Karim Rashid and XO Make Extraordinary Family

In their first collaboration, Karim Rashid and XO decided to raise a little plastic family. Presented at Maison et Objet, the unusual group included Bite Me, Baby Bite, and Z Stool. Shaped from rotomolded polyethylene, the furniture has a decidedly animated look, as if each piece had walked off the frame of an animated Pixar film.

Extraordinary Family. Designed by Karim Rashid and XO.

XO’s description of Bite Me isn’t too far off my interpretation: “Bite Me is a zoomorphic organic blobular animated object, to sit in the woods, to bite its soft teeth into your living spaces, to take a bite out of our hectic overworked overzealous day.” The chair’s four legs do, in fact, look like the roots of a pulled tooth. The synthetic progeny of Bite Me, Baby Bite, carries on this imaginary chomping with its trio of legs. Baby Bite can be a stool, side table, or anything else, including an impromptu drum, since two of these pieces fit together to make a bongo-like unit.

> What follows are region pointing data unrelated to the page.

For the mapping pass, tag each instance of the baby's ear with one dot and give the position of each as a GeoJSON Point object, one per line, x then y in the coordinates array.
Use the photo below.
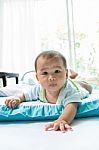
{"type": "Point", "coordinates": [37, 77]}
{"type": "Point", "coordinates": [66, 73]}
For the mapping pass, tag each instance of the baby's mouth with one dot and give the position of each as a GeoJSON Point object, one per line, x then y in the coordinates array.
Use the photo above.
{"type": "Point", "coordinates": [52, 85]}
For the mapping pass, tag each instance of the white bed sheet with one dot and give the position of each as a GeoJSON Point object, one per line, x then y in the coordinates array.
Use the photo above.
{"type": "Point", "coordinates": [30, 135]}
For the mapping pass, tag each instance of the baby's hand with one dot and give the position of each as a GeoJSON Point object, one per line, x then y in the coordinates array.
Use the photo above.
{"type": "Point", "coordinates": [12, 102]}
{"type": "Point", "coordinates": [58, 125]}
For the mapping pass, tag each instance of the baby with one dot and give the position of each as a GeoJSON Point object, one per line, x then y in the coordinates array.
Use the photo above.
{"type": "Point", "coordinates": [54, 87]}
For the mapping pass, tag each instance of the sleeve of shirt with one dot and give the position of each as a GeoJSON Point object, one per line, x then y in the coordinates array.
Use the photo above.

karim-rashid-and-xo-make-extraordinary-family-large1

karim-rashid-and-xo-make-extraordinary-family-large2

If Bite Me and Baby Bite prove too curvy for your taste, a bit too round, then meet Z Stool, the edgy member of Extraordinary Family. Characterized by straight lines and dramatic angles, Z Stool “is confortable, inexpensive, democratic, sensual, minimal and kazual.” Its creation has something rather Frankensteinian about it: “Karim took a basic Z shaped rectangular frame and wrapped it, skinned it, so it has a quality of a metal frame dipped in a liquid, a metalloid, and to transform the hard edged work into an object that although Cartesian, becomes soften.” The polyethylene group is already causing controversy–some responses indicate that Extraordinary Family should stop reproducing! But controversy is something Rashid seems to court, and his plastic children, if they’ve inherited any of Rashid’s genes, should welcome the challenge.